Perhaps the best answer I’ve given myself is that I must be willing to challenge everything and to not be afraid to offer my voice to that challenge.  This crisis changes every day and I knew from the beginning I must be flexible to adapt to the needs on the ground.  So, at the end of the day, this blog will become an amalgamation of all these questions and challenges.  What I do know is that this post will likely be the last in awhile where I use the pronoun “I” so extensively because this isn’t about me.  We are these refugees, we are these immigrants, we are these people.  And the moment we deny that is the moment we spit on those who have come before us and deny the very freedoms and liberties we cherish.

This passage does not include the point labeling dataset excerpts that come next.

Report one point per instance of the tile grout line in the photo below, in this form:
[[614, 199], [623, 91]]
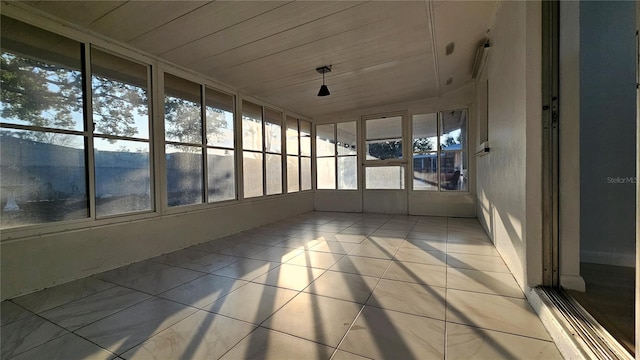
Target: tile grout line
[[363, 307]]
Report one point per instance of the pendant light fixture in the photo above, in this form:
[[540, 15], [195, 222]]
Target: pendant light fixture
[[324, 90]]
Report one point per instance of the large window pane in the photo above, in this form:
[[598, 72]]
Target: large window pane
[[182, 111], [251, 126], [219, 112], [326, 173], [384, 138], [120, 97], [453, 130], [347, 172], [347, 139], [384, 149], [274, 174], [293, 174], [425, 171], [305, 173], [384, 177], [425, 133], [42, 176], [425, 156], [325, 140], [305, 138], [184, 175], [385, 128], [453, 170], [41, 78], [273, 131], [122, 176], [221, 174], [292, 136], [252, 173]]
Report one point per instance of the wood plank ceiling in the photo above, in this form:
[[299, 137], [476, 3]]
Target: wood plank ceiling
[[382, 52]]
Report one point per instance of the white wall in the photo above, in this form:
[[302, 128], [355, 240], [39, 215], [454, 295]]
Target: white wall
[[36, 262], [569, 151], [509, 177]]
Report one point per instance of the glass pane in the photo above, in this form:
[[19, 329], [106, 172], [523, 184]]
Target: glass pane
[[293, 174], [182, 111], [123, 182], [292, 136], [325, 140], [386, 128], [453, 130], [305, 138], [252, 173], [326, 173], [120, 96], [425, 171], [219, 112], [384, 177], [42, 178], [347, 139], [384, 149], [305, 173], [453, 172], [273, 131], [184, 175], [221, 174], [251, 126], [347, 172], [425, 133], [274, 174], [41, 78]]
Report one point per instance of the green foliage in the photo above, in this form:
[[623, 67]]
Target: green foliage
[[422, 145], [40, 94]]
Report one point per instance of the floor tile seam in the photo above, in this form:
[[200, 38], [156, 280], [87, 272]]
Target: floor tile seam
[[248, 280], [470, 253], [66, 332], [482, 293], [111, 314], [81, 297], [297, 336], [348, 352], [549, 340], [416, 262], [151, 297], [203, 274], [486, 293], [331, 297], [148, 293], [267, 318], [191, 305], [31, 313], [446, 283], [449, 266], [344, 336], [153, 333], [408, 313], [413, 283], [211, 272]]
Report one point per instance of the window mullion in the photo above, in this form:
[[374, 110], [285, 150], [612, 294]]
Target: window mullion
[[264, 153], [335, 153], [88, 129], [439, 150], [203, 146]]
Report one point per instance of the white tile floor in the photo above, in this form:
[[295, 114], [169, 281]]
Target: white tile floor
[[317, 286]]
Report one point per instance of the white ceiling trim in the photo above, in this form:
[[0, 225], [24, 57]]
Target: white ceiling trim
[[434, 44]]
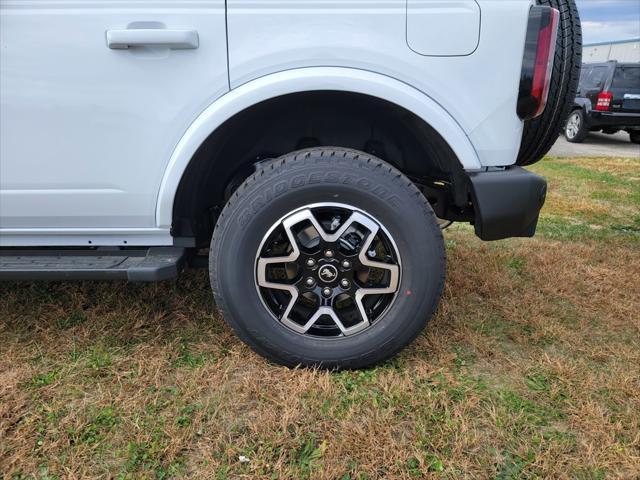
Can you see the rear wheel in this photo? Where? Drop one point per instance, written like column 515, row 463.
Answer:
column 576, row 129
column 541, row 133
column 327, row 257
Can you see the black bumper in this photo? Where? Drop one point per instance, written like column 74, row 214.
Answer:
column 507, row 203
column 613, row 119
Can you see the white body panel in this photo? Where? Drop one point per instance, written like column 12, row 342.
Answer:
column 95, row 138
column 87, row 131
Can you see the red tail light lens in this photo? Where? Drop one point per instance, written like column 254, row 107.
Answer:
column 537, row 64
column 604, row 101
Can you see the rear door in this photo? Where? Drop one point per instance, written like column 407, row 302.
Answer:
column 625, row 88
column 95, row 95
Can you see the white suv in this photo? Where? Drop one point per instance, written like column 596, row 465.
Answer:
column 310, row 145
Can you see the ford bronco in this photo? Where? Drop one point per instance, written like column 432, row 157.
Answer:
column 305, row 151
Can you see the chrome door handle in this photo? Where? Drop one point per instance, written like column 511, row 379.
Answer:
column 152, row 37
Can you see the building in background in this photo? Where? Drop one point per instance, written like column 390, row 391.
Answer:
column 622, row 51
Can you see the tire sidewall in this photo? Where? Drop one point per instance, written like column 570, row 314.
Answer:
column 385, row 195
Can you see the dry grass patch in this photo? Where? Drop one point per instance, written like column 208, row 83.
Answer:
column 530, row 369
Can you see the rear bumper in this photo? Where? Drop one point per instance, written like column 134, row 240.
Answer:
column 507, row 203
column 613, row 119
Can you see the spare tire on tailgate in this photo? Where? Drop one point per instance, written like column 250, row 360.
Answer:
column 541, row 133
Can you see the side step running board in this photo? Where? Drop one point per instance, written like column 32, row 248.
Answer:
column 136, row 265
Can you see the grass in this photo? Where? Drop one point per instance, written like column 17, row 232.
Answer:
column 530, row 369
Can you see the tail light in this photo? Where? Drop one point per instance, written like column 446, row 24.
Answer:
column 604, row 101
column 537, row 62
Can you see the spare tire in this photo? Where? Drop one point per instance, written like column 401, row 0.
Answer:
column 541, row 133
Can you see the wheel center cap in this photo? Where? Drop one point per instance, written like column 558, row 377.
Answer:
column 328, row 273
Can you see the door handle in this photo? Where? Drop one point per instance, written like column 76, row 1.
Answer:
column 152, row 37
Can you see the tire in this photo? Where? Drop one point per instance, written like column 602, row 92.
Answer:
column 281, row 192
column 576, row 128
column 541, row 133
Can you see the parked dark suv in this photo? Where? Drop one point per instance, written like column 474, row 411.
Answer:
column 608, row 100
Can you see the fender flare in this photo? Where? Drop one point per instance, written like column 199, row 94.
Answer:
column 304, row 80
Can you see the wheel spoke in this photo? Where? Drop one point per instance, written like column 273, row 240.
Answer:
column 333, row 286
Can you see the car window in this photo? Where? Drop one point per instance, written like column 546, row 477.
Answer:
column 627, row 77
column 584, row 74
column 595, row 77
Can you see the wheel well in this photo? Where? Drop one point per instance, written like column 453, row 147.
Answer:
column 310, row 119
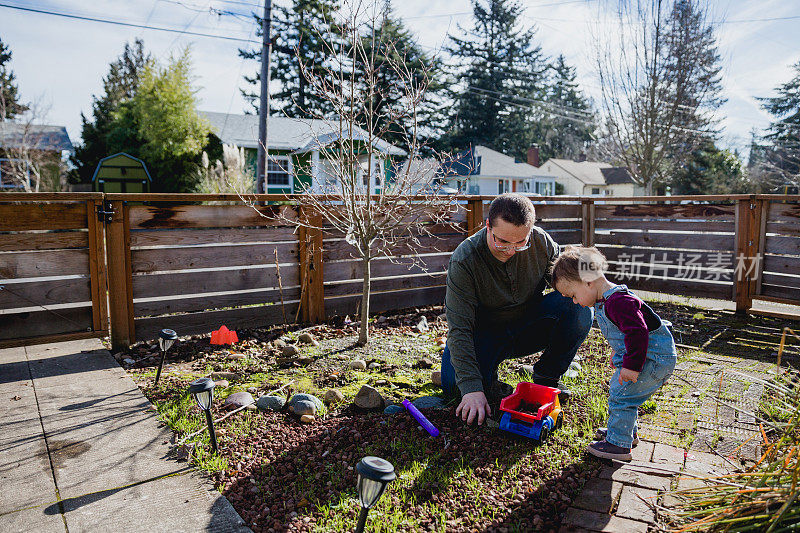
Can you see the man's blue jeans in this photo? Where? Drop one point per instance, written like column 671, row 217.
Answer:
column 554, row 324
column 624, row 400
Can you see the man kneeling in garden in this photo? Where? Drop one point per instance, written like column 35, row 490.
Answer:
column 496, row 309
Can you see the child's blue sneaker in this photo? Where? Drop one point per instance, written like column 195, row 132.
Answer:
column 602, row 432
column 606, row 450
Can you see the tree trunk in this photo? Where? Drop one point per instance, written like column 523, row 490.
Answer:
column 363, row 334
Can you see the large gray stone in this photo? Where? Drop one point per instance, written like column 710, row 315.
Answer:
column 429, row 402
column 334, row 396
column 636, row 504
column 306, row 397
column 238, row 399
column 304, row 407
column 271, row 403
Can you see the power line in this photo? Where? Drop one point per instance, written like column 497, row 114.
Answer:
column 128, row 24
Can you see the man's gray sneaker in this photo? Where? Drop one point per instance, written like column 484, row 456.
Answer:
column 606, row 450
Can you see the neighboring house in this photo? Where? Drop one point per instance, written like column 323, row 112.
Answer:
column 296, row 149
column 589, row 178
column 481, row 170
column 24, row 145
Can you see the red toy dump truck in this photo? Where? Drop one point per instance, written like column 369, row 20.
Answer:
column 532, row 411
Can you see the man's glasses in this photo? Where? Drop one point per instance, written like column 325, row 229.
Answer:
column 507, row 247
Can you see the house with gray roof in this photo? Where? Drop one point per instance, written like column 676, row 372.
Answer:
column 592, row 178
column 47, row 146
column 297, row 150
column 481, row 170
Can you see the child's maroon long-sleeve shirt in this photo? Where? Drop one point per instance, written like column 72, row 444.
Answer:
column 625, row 311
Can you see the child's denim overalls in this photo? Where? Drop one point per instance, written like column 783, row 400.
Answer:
column 624, row 400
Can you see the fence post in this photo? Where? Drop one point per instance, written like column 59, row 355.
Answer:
column 587, row 225
column 97, row 265
column 746, row 228
column 312, row 300
column 120, row 289
column 474, row 216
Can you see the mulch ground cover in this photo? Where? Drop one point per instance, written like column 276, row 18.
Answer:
column 284, row 475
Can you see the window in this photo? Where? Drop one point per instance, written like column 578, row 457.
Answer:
column 7, row 172
column 279, row 172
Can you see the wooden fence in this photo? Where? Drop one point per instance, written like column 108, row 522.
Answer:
column 172, row 262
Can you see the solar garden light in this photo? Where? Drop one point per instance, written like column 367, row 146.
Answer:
column 165, row 341
column 203, row 391
column 374, row 474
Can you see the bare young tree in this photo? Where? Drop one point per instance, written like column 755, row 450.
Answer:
column 657, row 87
column 31, row 155
column 383, row 209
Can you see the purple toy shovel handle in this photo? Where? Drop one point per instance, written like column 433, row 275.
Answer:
column 419, row 417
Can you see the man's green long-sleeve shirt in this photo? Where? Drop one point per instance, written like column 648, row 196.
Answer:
column 485, row 293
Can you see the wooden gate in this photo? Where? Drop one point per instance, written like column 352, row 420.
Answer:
column 52, row 269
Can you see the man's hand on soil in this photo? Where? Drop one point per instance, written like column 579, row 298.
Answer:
column 473, row 406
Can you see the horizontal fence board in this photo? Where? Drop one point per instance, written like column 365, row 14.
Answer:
column 200, row 303
column 784, row 212
column 12, row 242
column 152, row 285
column 341, row 249
column 385, row 301
column 63, row 291
column 782, row 245
column 670, row 225
column 782, row 292
column 388, row 284
column 206, row 322
column 782, row 280
column 382, row 268
column 38, row 216
column 38, row 323
column 44, row 263
column 687, row 241
column 208, row 216
column 423, row 230
column 143, row 261
column 784, row 228
column 703, row 259
column 190, row 237
column 782, row 264
column 722, row 291
column 714, row 212
column 549, row 211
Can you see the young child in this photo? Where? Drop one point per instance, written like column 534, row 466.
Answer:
column 644, row 350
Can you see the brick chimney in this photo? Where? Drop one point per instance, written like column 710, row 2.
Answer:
column 533, row 155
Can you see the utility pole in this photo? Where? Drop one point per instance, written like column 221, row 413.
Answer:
column 263, row 108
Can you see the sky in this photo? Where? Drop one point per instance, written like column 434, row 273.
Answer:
column 60, row 62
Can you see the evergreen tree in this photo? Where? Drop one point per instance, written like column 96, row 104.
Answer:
column 696, row 91
column 781, row 156
column 393, row 46
column 501, row 73
column 567, row 128
column 9, row 99
column 119, row 86
column 709, row 170
column 306, row 27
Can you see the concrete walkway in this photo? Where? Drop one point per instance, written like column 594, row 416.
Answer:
column 81, row 450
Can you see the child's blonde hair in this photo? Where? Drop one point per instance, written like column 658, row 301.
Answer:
column 579, row 263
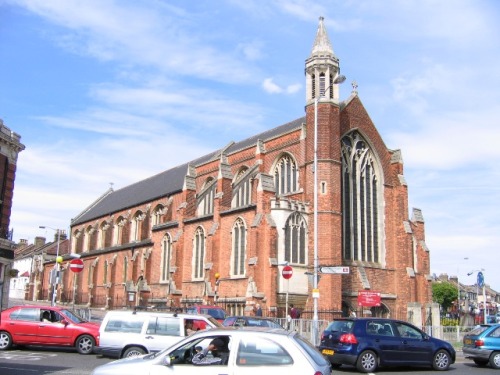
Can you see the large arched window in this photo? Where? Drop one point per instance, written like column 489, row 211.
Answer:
column 198, row 253
column 166, row 256
column 242, row 189
column 206, row 197
column 286, row 175
column 157, row 214
column 361, row 190
column 238, row 254
column 296, row 239
column 136, row 226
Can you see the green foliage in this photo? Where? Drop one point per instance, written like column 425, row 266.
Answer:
column 445, row 294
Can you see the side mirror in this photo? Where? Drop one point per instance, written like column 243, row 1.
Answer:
column 167, row 361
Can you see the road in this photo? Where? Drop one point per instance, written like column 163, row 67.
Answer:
column 39, row 361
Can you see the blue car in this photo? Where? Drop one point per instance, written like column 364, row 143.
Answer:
column 482, row 345
column 370, row 343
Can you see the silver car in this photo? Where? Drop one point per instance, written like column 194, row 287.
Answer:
column 249, row 351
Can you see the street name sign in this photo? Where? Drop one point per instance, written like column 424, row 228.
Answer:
column 341, row 270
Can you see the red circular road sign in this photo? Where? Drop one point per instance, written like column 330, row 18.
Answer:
column 76, row 265
column 287, row 272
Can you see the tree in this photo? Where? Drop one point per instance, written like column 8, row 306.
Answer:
column 445, row 294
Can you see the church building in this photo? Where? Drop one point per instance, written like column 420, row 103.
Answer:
column 317, row 193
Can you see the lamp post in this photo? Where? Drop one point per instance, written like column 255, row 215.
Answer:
column 57, row 266
column 480, row 283
column 339, row 79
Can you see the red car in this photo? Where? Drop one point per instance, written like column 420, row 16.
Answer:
column 47, row 326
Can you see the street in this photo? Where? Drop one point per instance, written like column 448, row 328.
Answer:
column 39, row 361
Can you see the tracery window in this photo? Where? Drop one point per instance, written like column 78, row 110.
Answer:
column 361, row 194
column 242, row 189
column 198, row 253
column 166, row 257
column 136, row 226
column 286, row 175
column 296, row 239
column 206, row 198
column 157, row 215
column 238, row 254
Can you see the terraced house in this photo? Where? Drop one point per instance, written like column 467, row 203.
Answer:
column 246, row 209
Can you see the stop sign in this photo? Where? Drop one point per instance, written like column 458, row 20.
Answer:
column 76, row 265
column 287, row 272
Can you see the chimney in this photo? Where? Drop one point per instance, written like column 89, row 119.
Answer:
column 39, row 242
column 62, row 235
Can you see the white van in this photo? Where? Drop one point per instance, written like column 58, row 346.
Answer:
column 129, row 333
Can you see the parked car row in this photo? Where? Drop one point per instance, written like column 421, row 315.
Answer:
column 364, row 343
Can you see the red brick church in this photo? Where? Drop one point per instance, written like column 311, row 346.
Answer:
column 247, row 209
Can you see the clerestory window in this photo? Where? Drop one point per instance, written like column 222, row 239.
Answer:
column 198, row 254
column 239, row 248
column 361, row 192
column 296, row 239
column 286, row 175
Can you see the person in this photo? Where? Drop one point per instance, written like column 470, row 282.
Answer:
column 258, row 310
column 220, row 354
column 46, row 317
column 188, row 327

That said Greece is fighting an unwinnable war on all fronts.  A country ravaged by austerity measures forcibly put in place due to decades worth of fiscal irresponsibility is now condemned for not having the money and resources to protect the EU’s southeastern border.  A country struggling to provide services to its own citizens is now condemned for struggling to maintain a minimum level of comfort and aid to hundreds of thousands of people who have crossed the seas.  The EU, likely still bitter over the years of fighting over austerity measures for bailouts, has opted for the same coercive, forceful tactic of threatening Greece, most recently with a temporary exit from Schengen Agreement if it could not control its borders (with the money and resources it doesn’t have).  Greece is bordered by no true allies currently in this crisis.  Macedonia (FYROM) has virtually shut down its border for everyone but a few Syrians.  Bulgaria has constructed kilometers worth of razor wire fences across its border.  The route to Northern Europe has been effectively dammed and Greece is the reservoir.  Meetings meant to discuss what to do about the crisis have excluded Greece from the table.  The EU has opted rather to invest in – or bribe – Turkey in the hopes that the Turkish government would be able or willing to stem the flow coming from their own borders.  People are still coming.

Greece is by no means blameless. Hard to stomach reforms to put Greece back in line with eurozone requirements has made the country stubbornly combative towards the EU.  The Greek government has been offered border assistance which had been denied on the grounds that it infringed on what Greek sovereignty still exists.  Greece has not been too willing to find common ground with the EU’s other member states by resorting to its own rhetoric and victimization.

The undeniable fact is that Greece, right now, is becoming the “permanent warehouse of refugee souls” that Prime Minister Alexis Tsipras warned about this week.  The undeniable fact is that this crisis isn’t going away anytime soon.  The undeniable fact is that this cannot be Greece’s burden to shoulder alone.


So I am here, ready to extend my hand.